Iron as Recyclable Metal Fuel: Unraveling Oxidation Behavior and Cyclization Effects Through Thermogravimetric Analysis, Wide‐Angle X‐ray Scattering and Mössbauer Spectroscopy

The carbon‐free chemical storage and release of renewable energy is an important task to drastically reduce CO₂ emissions. The high specific energy density of iron and its recyclability makes it a promising storage material. Energy release by oxidation with air can be realized by the combustion of micron‐sized iron powders in retro‐fitted coal fired power plants and in fixed‐bed reactors under milder conditions. An experimental parameter study of iron powder oxidation with air was conducted based on thermogravimetric analysis in combination with wide‐angle X‐ray scattering and Mössbauer spectroscopy.

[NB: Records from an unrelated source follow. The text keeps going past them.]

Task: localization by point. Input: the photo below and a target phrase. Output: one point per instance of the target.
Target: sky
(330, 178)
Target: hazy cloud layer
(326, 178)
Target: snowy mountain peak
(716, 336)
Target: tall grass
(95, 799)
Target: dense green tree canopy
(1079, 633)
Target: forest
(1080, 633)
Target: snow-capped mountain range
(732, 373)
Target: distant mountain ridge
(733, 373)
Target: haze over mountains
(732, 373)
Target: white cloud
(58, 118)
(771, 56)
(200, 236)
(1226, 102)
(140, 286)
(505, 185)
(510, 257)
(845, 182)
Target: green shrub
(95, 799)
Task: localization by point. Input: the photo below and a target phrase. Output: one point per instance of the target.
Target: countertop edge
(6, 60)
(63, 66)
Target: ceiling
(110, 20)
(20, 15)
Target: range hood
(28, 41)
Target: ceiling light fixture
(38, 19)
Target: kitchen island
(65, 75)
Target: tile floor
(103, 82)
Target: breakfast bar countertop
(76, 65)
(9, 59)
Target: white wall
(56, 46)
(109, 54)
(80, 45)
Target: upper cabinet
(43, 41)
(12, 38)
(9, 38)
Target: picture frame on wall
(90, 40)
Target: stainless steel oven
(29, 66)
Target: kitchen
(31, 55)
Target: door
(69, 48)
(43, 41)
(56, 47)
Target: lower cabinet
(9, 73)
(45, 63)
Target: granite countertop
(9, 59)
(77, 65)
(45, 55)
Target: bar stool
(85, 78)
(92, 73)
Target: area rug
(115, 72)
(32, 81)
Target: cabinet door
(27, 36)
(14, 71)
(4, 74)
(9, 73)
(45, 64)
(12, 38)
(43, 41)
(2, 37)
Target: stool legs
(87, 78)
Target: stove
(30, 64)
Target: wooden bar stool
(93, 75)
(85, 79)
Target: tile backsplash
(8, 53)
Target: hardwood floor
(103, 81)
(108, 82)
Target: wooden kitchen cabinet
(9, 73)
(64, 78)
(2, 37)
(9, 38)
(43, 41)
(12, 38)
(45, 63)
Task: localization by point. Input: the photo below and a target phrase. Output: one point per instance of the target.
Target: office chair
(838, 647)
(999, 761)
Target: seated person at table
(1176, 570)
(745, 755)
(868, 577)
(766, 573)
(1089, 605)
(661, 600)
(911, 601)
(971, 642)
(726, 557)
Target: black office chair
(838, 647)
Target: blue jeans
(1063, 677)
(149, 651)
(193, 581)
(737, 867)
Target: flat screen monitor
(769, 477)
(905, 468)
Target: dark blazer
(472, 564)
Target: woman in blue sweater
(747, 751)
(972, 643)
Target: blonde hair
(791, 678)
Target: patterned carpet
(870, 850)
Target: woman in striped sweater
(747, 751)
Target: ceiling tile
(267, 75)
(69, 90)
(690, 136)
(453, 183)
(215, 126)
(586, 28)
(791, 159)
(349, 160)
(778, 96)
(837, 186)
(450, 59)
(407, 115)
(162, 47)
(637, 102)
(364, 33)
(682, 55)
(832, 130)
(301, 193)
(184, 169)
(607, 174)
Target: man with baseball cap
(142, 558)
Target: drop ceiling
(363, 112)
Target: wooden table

In agreement with literature the oxidation was found to consist of a very fast initial oxidation of the outer particle layer followed by much slower oxidation due to diffusion of iron ions through the Fe₂O₃/Fe₃O₄ layer being the rate‐limiting step. Scanning electron microscopy analysis of the iron particle before and after oxidation reveal a strong particle morphology transformation. This impact on the reaction was studied by cyclization experiments. Up to 10 oxidation‐reduction cycles show that both, oxidation and reduction rates, increase strongly with cycling due to increased porosity.

Revealing the potential of iron powder for carbon-free energy storage: this study enhances the understanding of the oxidation, reduction and cyclization behavior of micron-sized iron powders with a focus on the role of reaction intermediates and the particle morphology.